Chinese Media Coverage of Latest Xinjiang Violence Tightly Controlled

By Carol Wickenkamp
Carol Wickenkamp
Carol Wickenkamp
December 21, 2013 Updated: December 21, 2013

Reports in Chinese media on “sensitive” incidents, including the latest violent confrontation between police and citizens in Xinjiang, have been tightly controlled by authorities, and it’s going to get worse.

Instructions issued by the State Council Information Office to all media for reporting on the Dec. 15 incident were explicit, said media watchdog China Digital Times (CDT).

The confrontation, which left 14 citizens and two police dead, would be attributed to an armed “terror gang” which suddenly attacked police who were chasing criminal suspects, instructed the Communist Party (CCP) Ministry of Foreign Affairs, reported CDT.

The directive for this news item instructed all websites and interactive spaces to downplay the news, and not “recommend, feature, or focus on related topics or commentary,” or review previous news about violence in Xinjiang, said CDT.

The State Council Information Office issues daily instructions on news coverage on all incidents that the Communist Party considers “sensitive.” The instructions, popularly called “Directives from the Ministry of Truth,” are leaked on the internet for outsiders to see.

Frequently the directives order the media to “Report only according to information issued by authoritative departments. Do not speculate or comment on the issue,” or similar instructions.

Directives apply to major media, but also to social media. Often the Information Office sends out specific instructions on where to place a news item within a newspaper or magazine and other instructions for photos.

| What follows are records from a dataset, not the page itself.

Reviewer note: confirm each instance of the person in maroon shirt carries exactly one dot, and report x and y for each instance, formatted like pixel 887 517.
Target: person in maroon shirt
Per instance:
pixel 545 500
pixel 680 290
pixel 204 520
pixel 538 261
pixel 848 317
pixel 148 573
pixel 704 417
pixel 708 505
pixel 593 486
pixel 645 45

In order to counter a trend toward more liberal ideas and western attitudes, the CCP’s Central Propaganda Department will transform journalism training in schools across the country, said Boxun, a Chinese-language news outlet based in the United States.

Schools have been given notice to train journalists in Marxist ideology and the Marxist view of journalism, based upon the model of the CCP’s Shanghai Municipal Party Committee Propaganda Department and the School of Journalism at Fudan University.

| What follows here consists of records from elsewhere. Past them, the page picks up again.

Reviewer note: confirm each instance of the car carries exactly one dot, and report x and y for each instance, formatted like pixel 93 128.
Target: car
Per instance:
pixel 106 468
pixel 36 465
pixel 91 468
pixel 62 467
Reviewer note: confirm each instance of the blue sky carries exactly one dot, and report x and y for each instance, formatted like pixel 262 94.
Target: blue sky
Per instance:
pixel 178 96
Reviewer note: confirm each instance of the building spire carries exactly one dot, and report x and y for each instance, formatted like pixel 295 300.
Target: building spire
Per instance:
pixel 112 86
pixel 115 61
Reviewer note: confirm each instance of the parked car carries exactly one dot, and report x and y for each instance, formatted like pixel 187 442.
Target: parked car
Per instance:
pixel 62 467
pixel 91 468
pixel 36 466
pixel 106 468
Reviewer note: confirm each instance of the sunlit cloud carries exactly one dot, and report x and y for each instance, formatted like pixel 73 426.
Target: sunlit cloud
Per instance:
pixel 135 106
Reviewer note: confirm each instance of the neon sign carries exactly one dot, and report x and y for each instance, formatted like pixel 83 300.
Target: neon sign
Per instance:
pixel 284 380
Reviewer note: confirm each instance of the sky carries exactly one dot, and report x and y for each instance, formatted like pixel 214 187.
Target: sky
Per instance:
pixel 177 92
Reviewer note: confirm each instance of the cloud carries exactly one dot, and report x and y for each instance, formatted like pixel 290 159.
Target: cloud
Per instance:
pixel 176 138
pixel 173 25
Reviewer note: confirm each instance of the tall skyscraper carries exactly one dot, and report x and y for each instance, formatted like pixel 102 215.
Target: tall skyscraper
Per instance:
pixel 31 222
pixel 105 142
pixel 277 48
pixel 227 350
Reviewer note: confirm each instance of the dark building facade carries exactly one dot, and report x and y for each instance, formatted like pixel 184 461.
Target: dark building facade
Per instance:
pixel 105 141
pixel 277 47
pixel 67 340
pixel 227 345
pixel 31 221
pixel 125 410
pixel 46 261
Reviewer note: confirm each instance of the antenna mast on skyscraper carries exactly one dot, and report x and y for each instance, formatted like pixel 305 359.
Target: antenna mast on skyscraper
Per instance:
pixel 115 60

Last week, speaking at a conference held by the China Internet Information Office, Ren Xianliang, Vice Minister of the office, stressed the importance of standardizing internet news broadcasts, preventing false news reporting, and improving the credibility of Internet news media, said state media Global Times.

New requirements for news organization include weekly training sessions for journalists, prior to the nationwide exam for journalist certification. The State General Administration of Press, Publication, Radio, Film and Television issued the notice in September to all media. Journalists must renew their certification every five years.

The new stress on the Marxist view of journalism indicates stronger Party supervision over media, Chen Lidan, a professor at the School of Journalism and Communication at Renmin University of China, told the state-run Global Times.